Wer sollte sie nicht einnehmen?
Fühlen Sie sich jedes Wochenende auf Partys nervös? Betablocker helfen nicht viel. Den Daten zufolge sind sie bei generalisierten Angststörungen unwirksam.
Sie behandeln nicht die Grundursache. Sie schreiben Ihre Denkmuster nicht um. Dr. Saltz nennt sie ein Pflaster. Für einen Moment nützlich. Ein Leben lang nutzlos. Wenn Sie den ganzen Tag Angst haben, benötigen Sie eine Therapie oder SSRIs, keine Propranolol-Tablette.
Es besteht auch ein Risiko. Dies ist ein wirksames Herz-Kreislauf-Medikament.
- Schwindel
- Müdigkeit
- Kurzatmigkeit
Manche Menschen können sie überhaupt nicht vertragen. Asthmapatienten bleiben fern. Dies gilt auch für Menschen mit COPD-Diabetes oder niedrigem Blutdruck. Ihr Arzt überprüft Ihre Vitalwerte, bevor er Ihnen ein Skript aushändigt.

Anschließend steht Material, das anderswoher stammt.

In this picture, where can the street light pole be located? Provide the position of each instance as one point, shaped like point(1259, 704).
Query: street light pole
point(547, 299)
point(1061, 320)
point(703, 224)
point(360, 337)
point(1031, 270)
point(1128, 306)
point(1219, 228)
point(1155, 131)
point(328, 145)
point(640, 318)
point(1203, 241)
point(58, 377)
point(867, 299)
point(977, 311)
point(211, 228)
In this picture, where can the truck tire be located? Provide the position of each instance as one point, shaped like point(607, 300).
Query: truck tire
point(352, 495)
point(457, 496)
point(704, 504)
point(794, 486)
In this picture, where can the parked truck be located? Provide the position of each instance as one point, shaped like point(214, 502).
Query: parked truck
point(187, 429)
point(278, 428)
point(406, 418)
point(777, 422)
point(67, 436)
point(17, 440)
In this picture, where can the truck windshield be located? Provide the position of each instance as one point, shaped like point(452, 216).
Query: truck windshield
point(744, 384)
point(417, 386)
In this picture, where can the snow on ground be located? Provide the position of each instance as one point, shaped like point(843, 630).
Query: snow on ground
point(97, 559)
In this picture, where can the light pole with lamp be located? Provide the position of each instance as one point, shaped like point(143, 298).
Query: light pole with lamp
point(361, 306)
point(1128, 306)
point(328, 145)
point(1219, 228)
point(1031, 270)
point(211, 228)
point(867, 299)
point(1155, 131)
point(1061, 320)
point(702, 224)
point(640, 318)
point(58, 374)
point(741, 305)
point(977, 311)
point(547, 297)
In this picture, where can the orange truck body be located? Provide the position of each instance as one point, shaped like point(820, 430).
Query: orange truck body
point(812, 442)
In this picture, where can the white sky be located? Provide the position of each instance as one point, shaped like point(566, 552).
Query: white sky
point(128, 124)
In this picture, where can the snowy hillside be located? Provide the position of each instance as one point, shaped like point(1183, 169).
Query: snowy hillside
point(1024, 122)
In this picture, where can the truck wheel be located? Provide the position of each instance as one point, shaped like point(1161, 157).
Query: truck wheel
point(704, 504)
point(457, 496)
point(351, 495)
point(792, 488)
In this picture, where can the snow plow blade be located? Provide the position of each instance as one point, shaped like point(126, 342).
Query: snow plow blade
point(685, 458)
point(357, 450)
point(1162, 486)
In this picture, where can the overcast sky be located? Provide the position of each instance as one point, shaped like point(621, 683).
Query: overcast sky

Bestellen Sie diese nicht ohne Aufsicht über eine Telemedizin-App. Das ist gefährlich.
Eine Überprüfung des Journal of Affective Disorders aus dem Jahr 2025 ergab begrenzte belastbare Beweise dafür, dass Betablocker Angstzustände allgemein behandeln.
Gehen Sie sparsam damit um. Wissen Sie, worauf Sie sich einlassen. Sie verbergen die Schüttler, nicht die Traurigkeit. Und irgendwann muss man sich mit der Traurigkeit auseinandersetzen.
Die Ursache der Angst kann man nicht mit Medikamenten beseitigen.